Religious freedom not discrimination



A 2015 study asked Americans whether they believe religious liberty is at risk. Day says we have the right to religious freedom laws are not discriminatory

KYLE DAY, Opinion Columnist

In light of last week’s article on the rise of religious freedom bills and other similar legislation (Volume 112, Issue 52, Page 2), I’d like to do something rather unpopular on a public university campus and defend such laws, or at least their intent.

I’m in a unique position to write about this, as I studied constitutional law under Michael Farris, who basically named the original federal bill back in 1990s. It was passed by a near-unanimous Congress and signed by President Clinton.

There was a ‘yuge’ movement behind it, with evangelicals, Jews, civil rights activists and dozens of other disparate, usually opposing groups united to push back against a catastrophic Supreme Court decision.

In summary, the decision (Employment Division v. Smith) had the effect of reducing religious liberty to being a kind of second-class right by applying a less-stringent test to examine state action challenged on religious freedom grounds than on grounds of free speech, free press, or freedom of assembly, etc.

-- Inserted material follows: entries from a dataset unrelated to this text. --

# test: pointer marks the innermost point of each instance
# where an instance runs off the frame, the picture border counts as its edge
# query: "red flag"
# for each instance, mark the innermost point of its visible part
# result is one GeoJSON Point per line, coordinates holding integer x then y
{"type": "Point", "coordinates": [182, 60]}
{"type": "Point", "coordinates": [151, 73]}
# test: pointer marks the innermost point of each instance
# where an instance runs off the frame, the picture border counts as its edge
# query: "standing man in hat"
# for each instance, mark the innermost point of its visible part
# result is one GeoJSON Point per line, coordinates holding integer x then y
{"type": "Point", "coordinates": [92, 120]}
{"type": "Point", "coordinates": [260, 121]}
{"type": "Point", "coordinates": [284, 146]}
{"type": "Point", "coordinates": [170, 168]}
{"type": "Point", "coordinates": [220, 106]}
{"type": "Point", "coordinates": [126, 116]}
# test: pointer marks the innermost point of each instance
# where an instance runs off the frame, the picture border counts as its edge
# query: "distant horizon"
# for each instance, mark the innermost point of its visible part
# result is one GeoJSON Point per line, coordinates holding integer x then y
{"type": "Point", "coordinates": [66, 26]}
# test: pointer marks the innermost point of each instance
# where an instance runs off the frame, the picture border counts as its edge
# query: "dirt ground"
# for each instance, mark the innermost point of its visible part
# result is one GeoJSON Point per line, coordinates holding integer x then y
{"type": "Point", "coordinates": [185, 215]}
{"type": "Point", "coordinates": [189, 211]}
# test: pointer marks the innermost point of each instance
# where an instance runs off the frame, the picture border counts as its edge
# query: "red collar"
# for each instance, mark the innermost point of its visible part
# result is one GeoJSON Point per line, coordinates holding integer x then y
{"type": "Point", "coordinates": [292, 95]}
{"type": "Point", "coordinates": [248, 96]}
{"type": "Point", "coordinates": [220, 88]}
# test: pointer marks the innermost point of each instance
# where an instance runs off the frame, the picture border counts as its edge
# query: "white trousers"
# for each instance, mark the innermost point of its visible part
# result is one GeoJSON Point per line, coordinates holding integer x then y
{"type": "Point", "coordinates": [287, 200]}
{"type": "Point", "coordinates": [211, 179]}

The Religious Freedom Restoration Act, at the federal and state levels, was a legislature-driven effort to rectify the high court’s error.

The singular motivating realization behind this effort was the understanding that religious people are religious in every aspect of their life.

Contrary to claims you might hear from secular critics, religion, properly understood, is not a hobby. It is not reducible to a weekly activity or even merely to believing there is something “out there.”

It is a way of life. It is a given set of principles, values and codes of conduct (rooted in particular beliefs about the spiritual realm) that have relevance for all of a religious person’s life.

To have religious liberty in any meaningful sense of the term is not merely to have the state allow a person to attend the religious services of their choice. It is to be free to live out one’s religious beliefs in specific, concrete ways as determined by the claims of said religion. It is to be free to live in accordance with one’s religious convictions.

There are, of course, long-standing, universally accepted limitations to this. A jihadist Muslim, for example, cannot claim religious liberty in the course of taking the lives of innocent people.

Private property is similarly sacrosanct in the U.S., such that there is no religious justification for stealing that will stand in the American judiciary. But the mere declination to participate in a particular economic transaction does not cross those lines at all.

This is not exclusive to conservative Christians, either. Robust religious liberty also protects the right of Jewish butchers to decline to prepare or transport pork to customers. It protects the right of Muslim business owners to close their stores during the day for their scheduled prayers.

It even protects the right of liberal Christians to decline to cater an anniversary dinner for, say, the county branch of the GOP.

This is not discrimination we’re talking about here. These bakers, florists, photographers, etc., that you’ve read about are overwhelmingly not bigots who put up signs in their storefronts saying, “We don’t serve your kind here.”

Perhaps the best example is Barronelle Stutzman, a florist in Washington state who had worked with one Rob Ingersoll for years before he asked her to service his same-sex wedding.

It was the only time there had ever been anything like a conflict between the two of them, much less any refusal to engage in commerce on the part of either. She declined because she wouldn’t /couldn’t utilize her skills to service an event she could not approve of due to the demands of her faith.

She had every right to do so, despite what her state now asserts.

Contrary to claims made in last week’s article, these laws are not an effort to prevent people from “being who they are.” If anything, they intend the exact opposite. Religious beliefs that stay in a one’s head and have no effects on how they live are useless.

They might as well not exist, and people would be better off not being religious in the first place. Ask yourself what that suggests about how (some of) the agitators decrying these religious freedom laws think about religious people.

Finally: the next time you hear someone (especially a progressive) scoff at the notion that doing business with someone constitutes any sort of statement of approval, ask them how they felt when they heard that Elton John performed at Rush Limbaugh’s fourth wedding in 2011.